Applying a constraint in the calculus of variations

Philip Koeck · Jan 11, 2019

I have an analytical function F of the discrete variables n_i, which are natural numbers. I also know that the sum of all n_i is constant and equal to N.
N also appears explicitly in F, but F is not a function of N. F exists in a coordinate system given by the n_i only.
Should I carry out the variation as if N would vary when I vary any of the n_i and then apply the constant N as a constraint with a Lagrange multiplier or is it correct to leave out the variation of N with n_i from the beginning.
As an example you can look at: F = N + ∑g_i ln n_i
The g_i are just weights, which can be different for every i.

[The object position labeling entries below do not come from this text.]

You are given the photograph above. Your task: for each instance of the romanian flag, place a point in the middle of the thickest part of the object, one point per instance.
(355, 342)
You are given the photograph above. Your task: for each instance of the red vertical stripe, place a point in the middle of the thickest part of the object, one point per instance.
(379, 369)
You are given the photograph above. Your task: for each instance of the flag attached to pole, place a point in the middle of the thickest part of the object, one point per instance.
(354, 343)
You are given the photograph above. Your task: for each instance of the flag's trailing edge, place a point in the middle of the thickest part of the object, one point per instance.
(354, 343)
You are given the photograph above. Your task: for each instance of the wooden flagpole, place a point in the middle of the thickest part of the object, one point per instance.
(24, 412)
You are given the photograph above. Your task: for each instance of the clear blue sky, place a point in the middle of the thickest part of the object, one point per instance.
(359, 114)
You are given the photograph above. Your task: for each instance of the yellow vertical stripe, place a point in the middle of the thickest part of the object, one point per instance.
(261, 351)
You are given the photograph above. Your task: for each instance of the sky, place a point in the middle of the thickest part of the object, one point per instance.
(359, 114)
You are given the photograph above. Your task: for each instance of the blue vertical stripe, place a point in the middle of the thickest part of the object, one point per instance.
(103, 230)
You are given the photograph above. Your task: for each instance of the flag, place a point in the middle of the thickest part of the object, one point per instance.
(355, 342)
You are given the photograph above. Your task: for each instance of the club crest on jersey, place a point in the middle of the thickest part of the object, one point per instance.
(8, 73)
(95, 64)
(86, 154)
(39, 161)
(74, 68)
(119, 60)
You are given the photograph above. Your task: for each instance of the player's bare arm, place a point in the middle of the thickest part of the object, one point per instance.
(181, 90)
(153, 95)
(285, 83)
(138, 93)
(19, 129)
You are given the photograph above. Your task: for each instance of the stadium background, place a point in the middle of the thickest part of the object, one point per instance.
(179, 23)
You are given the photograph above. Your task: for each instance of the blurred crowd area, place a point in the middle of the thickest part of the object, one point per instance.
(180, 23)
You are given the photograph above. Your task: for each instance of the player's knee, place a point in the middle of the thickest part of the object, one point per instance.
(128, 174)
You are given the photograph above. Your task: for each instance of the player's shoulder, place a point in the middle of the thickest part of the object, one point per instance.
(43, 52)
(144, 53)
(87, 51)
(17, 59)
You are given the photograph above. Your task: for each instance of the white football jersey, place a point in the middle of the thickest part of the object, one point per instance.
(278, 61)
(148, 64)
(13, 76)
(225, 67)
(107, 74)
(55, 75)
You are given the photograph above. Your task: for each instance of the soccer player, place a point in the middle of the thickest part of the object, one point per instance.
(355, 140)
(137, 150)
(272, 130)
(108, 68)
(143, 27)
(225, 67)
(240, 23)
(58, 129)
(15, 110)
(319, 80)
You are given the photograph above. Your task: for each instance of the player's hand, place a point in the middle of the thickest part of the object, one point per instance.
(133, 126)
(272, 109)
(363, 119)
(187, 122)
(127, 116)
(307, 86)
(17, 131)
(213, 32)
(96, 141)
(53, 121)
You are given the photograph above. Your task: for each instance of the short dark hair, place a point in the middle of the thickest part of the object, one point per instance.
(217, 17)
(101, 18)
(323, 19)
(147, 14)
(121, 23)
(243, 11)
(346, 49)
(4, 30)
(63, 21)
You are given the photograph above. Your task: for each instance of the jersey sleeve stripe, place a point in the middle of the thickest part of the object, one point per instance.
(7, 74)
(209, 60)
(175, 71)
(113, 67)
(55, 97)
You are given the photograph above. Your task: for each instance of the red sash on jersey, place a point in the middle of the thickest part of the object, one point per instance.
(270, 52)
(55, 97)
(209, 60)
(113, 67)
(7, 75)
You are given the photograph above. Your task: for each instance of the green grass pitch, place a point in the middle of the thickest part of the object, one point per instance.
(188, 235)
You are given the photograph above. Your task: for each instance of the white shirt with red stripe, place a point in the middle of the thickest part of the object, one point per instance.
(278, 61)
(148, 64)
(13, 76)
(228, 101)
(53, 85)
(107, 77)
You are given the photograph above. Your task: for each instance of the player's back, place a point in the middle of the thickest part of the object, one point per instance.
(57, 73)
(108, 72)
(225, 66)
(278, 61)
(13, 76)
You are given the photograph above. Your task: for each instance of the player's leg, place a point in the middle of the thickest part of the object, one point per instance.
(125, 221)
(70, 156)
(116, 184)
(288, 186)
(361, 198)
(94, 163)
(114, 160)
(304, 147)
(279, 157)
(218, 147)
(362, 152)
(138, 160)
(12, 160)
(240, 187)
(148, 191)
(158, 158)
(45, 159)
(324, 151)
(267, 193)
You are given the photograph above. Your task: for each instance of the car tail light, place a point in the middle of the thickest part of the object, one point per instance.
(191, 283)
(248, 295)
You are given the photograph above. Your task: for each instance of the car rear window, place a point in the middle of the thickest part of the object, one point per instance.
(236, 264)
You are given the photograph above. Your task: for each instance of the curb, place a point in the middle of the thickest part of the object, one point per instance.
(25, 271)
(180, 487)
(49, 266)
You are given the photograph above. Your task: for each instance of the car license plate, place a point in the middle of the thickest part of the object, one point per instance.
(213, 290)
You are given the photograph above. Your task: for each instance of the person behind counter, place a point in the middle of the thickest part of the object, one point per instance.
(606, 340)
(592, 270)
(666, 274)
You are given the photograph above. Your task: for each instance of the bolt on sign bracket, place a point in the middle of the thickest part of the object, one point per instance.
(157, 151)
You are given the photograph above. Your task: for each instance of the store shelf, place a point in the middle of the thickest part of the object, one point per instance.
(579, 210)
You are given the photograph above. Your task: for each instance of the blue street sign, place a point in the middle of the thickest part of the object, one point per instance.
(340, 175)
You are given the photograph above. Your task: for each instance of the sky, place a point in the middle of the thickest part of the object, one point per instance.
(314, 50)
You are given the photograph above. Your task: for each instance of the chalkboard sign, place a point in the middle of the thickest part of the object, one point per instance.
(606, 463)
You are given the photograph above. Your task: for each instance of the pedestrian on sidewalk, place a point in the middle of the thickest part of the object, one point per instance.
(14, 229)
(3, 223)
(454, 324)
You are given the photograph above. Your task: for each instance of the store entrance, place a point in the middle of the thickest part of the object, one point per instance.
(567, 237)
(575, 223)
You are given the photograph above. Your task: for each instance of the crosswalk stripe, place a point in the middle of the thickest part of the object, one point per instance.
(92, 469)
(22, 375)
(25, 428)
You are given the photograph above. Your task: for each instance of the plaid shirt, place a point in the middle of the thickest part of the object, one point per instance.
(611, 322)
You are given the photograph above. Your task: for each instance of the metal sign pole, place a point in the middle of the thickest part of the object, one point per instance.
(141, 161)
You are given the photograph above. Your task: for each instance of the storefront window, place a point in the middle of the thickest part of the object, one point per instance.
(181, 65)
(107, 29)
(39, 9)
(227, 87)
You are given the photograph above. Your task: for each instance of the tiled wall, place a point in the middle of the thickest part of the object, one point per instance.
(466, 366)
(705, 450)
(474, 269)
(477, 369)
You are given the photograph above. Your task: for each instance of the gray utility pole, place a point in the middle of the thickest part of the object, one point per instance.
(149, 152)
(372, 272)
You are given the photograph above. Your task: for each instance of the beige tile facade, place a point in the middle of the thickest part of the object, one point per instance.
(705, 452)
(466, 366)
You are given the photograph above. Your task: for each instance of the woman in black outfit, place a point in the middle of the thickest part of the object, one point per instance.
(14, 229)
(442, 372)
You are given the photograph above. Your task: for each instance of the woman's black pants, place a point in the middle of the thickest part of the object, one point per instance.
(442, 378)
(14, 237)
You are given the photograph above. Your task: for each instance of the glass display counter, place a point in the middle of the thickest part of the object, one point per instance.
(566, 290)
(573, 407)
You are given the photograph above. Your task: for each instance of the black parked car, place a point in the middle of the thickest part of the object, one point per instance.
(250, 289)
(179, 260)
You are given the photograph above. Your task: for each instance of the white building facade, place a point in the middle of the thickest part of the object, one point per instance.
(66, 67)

stevendaryl · Jan 11, 2019

Lagrange multipliers are explicitly for the sort of problem you're talking about. However, if the constraint is that ##\sum_j n_j = N##, then it leads to a boring result: ##\frac{\partial F}{\partial n_i} = \lambda## (where ##\lambda## is the lagrange multiplier, some constant).

However, if the ##n_j## are supposed to all be natural numbers, then taking partial derivatives isn't going to minimize ##F##, because the values of ##n_j## that minimize ##F## might not be natural numbers. I suppose you could use that answer as a starting place, and then search nearby for integer values that minimize ##F##?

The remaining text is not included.